Additive manufacturing has proved to be a useful tool in the production of orthopaedic implants, with optimized structures for tailored biological and mechanical properties. Mg-alloys, in particular, have gained considerable attention in the field, due to their biocompatibility and biodegradability. A major limitation with many Mg-alloys is their excessive corrosion rate. However, improved material properties through alloy and process development allowed for the first Mg-alloy implant to be launched in 2013, consisting in a bone fixation device produced from an extruded Mg-alloy WE43 (Mg-4%Y-3%RE (rare earth metals)). 
The number of studies investigating the corrosion properties of Mg-alloy WE43 processed by Powder Bed Fusion- Laser Beam (PBF-LB) remains limited.
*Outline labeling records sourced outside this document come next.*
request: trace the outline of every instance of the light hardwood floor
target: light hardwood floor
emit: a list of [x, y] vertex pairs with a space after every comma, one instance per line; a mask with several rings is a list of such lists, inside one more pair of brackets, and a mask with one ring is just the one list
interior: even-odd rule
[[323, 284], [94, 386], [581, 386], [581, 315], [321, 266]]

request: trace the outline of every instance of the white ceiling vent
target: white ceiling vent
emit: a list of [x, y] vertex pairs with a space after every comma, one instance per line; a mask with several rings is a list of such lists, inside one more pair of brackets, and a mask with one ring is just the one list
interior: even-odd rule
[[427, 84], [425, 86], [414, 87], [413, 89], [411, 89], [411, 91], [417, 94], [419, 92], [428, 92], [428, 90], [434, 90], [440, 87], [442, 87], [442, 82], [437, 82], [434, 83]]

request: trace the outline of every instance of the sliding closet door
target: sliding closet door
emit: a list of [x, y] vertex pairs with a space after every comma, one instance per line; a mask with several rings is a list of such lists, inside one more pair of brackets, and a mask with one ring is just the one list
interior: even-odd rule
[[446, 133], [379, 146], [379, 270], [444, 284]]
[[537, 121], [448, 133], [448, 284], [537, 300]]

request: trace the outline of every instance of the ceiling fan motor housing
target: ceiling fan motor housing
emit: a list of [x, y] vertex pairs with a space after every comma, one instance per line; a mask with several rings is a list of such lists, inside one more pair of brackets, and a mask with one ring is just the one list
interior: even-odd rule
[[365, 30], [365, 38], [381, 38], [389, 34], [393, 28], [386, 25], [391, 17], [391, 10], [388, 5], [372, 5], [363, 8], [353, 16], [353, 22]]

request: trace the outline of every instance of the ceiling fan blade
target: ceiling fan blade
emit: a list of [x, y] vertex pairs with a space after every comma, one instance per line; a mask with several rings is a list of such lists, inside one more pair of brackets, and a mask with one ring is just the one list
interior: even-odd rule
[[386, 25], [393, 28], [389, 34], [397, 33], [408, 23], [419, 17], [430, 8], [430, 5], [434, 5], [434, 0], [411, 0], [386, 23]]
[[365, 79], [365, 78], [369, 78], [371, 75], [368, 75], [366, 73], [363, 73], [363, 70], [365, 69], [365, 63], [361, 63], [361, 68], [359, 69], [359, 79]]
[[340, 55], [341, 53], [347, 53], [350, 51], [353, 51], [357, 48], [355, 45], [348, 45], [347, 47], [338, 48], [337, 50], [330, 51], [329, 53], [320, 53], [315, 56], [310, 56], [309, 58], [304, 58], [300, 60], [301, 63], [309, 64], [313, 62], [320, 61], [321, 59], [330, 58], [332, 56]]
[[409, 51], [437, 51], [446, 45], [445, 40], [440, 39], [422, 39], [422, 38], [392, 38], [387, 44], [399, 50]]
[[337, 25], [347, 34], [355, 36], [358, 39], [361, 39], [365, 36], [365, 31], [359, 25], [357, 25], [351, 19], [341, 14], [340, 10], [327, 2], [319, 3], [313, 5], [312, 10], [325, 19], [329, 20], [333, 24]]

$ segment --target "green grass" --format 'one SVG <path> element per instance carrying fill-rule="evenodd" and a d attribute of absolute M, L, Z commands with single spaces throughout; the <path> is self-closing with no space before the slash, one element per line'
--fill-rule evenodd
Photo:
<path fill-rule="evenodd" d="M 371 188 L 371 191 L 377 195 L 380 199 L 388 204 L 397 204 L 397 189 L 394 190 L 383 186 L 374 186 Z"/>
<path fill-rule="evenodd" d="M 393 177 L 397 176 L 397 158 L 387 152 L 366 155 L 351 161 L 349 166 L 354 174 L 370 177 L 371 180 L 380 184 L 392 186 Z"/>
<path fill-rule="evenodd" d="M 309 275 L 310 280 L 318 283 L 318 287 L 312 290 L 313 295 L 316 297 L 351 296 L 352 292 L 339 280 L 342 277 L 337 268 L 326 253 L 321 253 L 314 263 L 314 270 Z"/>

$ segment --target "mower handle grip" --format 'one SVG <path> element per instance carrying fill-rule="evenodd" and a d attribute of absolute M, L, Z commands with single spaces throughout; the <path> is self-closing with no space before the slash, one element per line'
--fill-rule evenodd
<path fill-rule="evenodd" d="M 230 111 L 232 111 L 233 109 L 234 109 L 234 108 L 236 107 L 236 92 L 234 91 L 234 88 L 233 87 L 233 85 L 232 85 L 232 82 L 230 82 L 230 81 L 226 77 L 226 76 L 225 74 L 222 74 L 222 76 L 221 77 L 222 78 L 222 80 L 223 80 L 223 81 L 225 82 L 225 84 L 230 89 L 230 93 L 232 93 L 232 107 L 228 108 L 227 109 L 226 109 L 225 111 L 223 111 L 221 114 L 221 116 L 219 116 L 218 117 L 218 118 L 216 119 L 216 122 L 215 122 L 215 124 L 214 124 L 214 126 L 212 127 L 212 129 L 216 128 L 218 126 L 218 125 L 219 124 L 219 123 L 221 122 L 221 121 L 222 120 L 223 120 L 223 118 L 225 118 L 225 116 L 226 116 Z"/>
Thus, to gain a greater understanding of the relationship between the process parameters, microstructure and material properties, the aim of this study was to investigate the microstructure of a WE43-alloy processed by PBF-LB and subsequently Hot Isostatically Pressed (HIPed), and relate it to corrosion properties. The results were compared with an extruded WE43-alloy. 
The as-built material had a density of >99%, and a fully dense material (>99.9%) was obtained after HIPing. The individual melt pools were clearly visible in the as-printed material, a structure that was partially conserved after HIPing. Secondary phases included 
Mg-RE intermetallics and oxides. The size and distribution of the intermetallics changed notably after HIPing, while the oxides remained largely unchanged. Furthermore, the corrosion resistance was slightly improved after HIPing, but remained lower than the reference. This is due to the distribution of REs and oxides. The distribution of REs is known to affect corrosion behaviour by influencing electrochemical properties of the phases. The effect of the oxides have not previously been established, but their high volta potential suggest they have a detrimental effect on corrosion behaviour.  

Future studies should include further alloy- and processdevelopment to improve corrosion behaviour.